DEV Community

Cover image for Stop Burning Snowflake Credits - Build a Local Emulator with Go and DuckDB
kuro
kuro

Posted on

Stop Burning Snowflake Credits - Build a Local Emulator with Go and DuckDB

TL;DR: snowflake-emulator is a local Snowflake-compatible SQL interface powered by DuckDB, designed for dev/test. It works with the gosnowflake driver (Go) and REST API v2 (Python, Node.js, any language). Free.


Why I Built This

I was building a data pipeline that talked to Snowflake. Running integration tests meant spinning up a warehouse, waiting for queries, and using credits.

Mocking didn't help much either:

// This passes with mocks...
mock.ExpectQuery("SELECT IFF(x > 0, 'yes', 'no')").WillReturnRows(...)

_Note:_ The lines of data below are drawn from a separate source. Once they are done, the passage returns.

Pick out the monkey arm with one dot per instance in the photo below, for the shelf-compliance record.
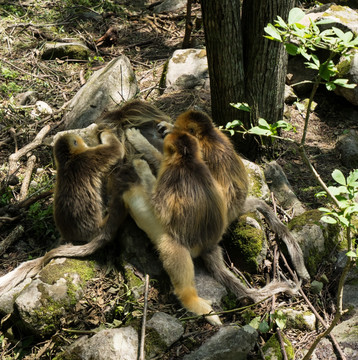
(165, 128)
(143, 146)
(283, 233)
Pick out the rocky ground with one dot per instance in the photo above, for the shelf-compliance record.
(148, 40)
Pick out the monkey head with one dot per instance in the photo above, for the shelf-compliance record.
(67, 146)
(182, 144)
(195, 123)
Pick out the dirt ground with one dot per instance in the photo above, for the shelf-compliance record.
(148, 41)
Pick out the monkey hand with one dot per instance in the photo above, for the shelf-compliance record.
(164, 128)
(106, 137)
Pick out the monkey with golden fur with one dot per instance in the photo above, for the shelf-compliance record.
(78, 201)
(189, 214)
(228, 169)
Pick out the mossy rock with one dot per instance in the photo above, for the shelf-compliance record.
(246, 244)
(272, 349)
(316, 238)
(43, 303)
(77, 51)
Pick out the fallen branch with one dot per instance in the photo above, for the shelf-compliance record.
(26, 182)
(141, 355)
(318, 316)
(13, 158)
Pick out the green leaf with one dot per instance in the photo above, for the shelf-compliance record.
(264, 327)
(281, 22)
(291, 49)
(324, 210)
(255, 322)
(264, 124)
(330, 86)
(242, 106)
(273, 32)
(352, 177)
(295, 16)
(338, 176)
(328, 220)
(338, 32)
(259, 131)
(325, 22)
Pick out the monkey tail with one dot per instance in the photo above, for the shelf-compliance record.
(25, 270)
(214, 262)
(283, 233)
(31, 268)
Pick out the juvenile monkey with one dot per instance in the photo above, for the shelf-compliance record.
(228, 169)
(188, 214)
(186, 230)
(78, 201)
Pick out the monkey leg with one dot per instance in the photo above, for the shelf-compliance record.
(214, 262)
(283, 233)
(179, 265)
(165, 128)
(145, 174)
(143, 146)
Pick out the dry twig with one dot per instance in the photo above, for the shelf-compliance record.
(141, 355)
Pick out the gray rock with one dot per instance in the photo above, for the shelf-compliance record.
(187, 69)
(43, 302)
(111, 344)
(229, 343)
(281, 188)
(347, 336)
(347, 145)
(7, 300)
(169, 5)
(349, 70)
(168, 327)
(75, 50)
(27, 98)
(258, 186)
(106, 88)
(208, 288)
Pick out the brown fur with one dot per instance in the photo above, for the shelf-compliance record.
(227, 168)
(187, 199)
(78, 204)
(78, 201)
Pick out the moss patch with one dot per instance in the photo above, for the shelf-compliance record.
(245, 244)
(272, 349)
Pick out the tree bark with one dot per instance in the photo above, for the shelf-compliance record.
(265, 61)
(222, 25)
(243, 65)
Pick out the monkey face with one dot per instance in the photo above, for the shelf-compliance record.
(181, 143)
(195, 123)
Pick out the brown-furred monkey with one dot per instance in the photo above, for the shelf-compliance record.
(229, 171)
(78, 201)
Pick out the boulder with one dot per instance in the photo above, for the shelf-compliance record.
(187, 69)
(105, 89)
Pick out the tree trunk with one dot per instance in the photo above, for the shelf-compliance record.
(265, 61)
(243, 65)
(221, 20)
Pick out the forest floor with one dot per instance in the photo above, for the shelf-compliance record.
(148, 41)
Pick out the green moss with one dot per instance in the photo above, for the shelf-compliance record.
(272, 349)
(331, 234)
(67, 51)
(244, 243)
(85, 269)
(201, 54)
(163, 77)
(153, 343)
(46, 318)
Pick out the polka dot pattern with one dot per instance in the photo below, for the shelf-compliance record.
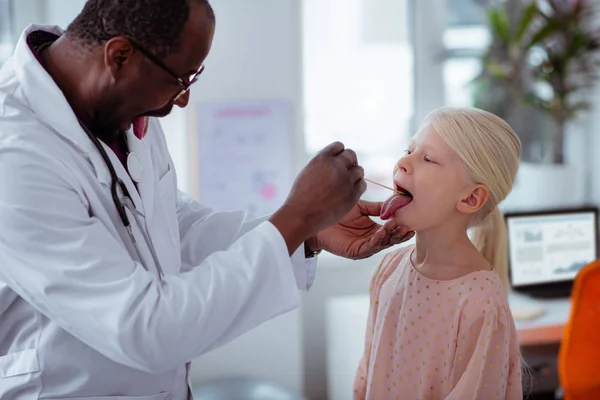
(429, 339)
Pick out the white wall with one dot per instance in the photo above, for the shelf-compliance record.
(256, 55)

// ...but IFF doesn't exist in PostgreSQL.
Enter fullscreen mode Exit fullscreen mode

Mocks don't catch SQL compatibility issues. I wanted something that actually executes Snowflake SQL locally.


Architecture: Executor as Orchestrator

The emulator uses an orchestrator pattern where the Executor coordinates SQL processing:

                    ┌─────────────────────────────────────┐
                    │             Executor                │
                    │  ┌───────────┐   ┌────────────┐     │
   SQL Request ───> │  │ Classifier│   │ Translator │     │ ───> DuckDB
                    │  └───────────┘   └────────────┘     │
                    │       │                │            │
                    │    Detect          Transform        │
                    │    statement       Snowflake SQL    │
                    │    type            to DuckDB        │
                    └─────────────────────────────────────┘
Enter fullscreen mode Exit fullscreen mode
  1. Executor receives SQL and orchestrates the processing pipeline
  2. Classifier detects statement type (SELECT, DDL, COPY INTO, MERGE)
  3. Translator transforms Snowflake-specific syntax to DuckDB
  4. Executor runs the translated SQL on DuckDB

Key Design: AST-Based SQL Translation

The most interesting part is the SQL translation. I tried regex first:

// Bad: Regex breaks on edge cases
sql = regexp.MustCompile(`\bIFF\s*\(`).ReplaceAllString(sql, "IF(")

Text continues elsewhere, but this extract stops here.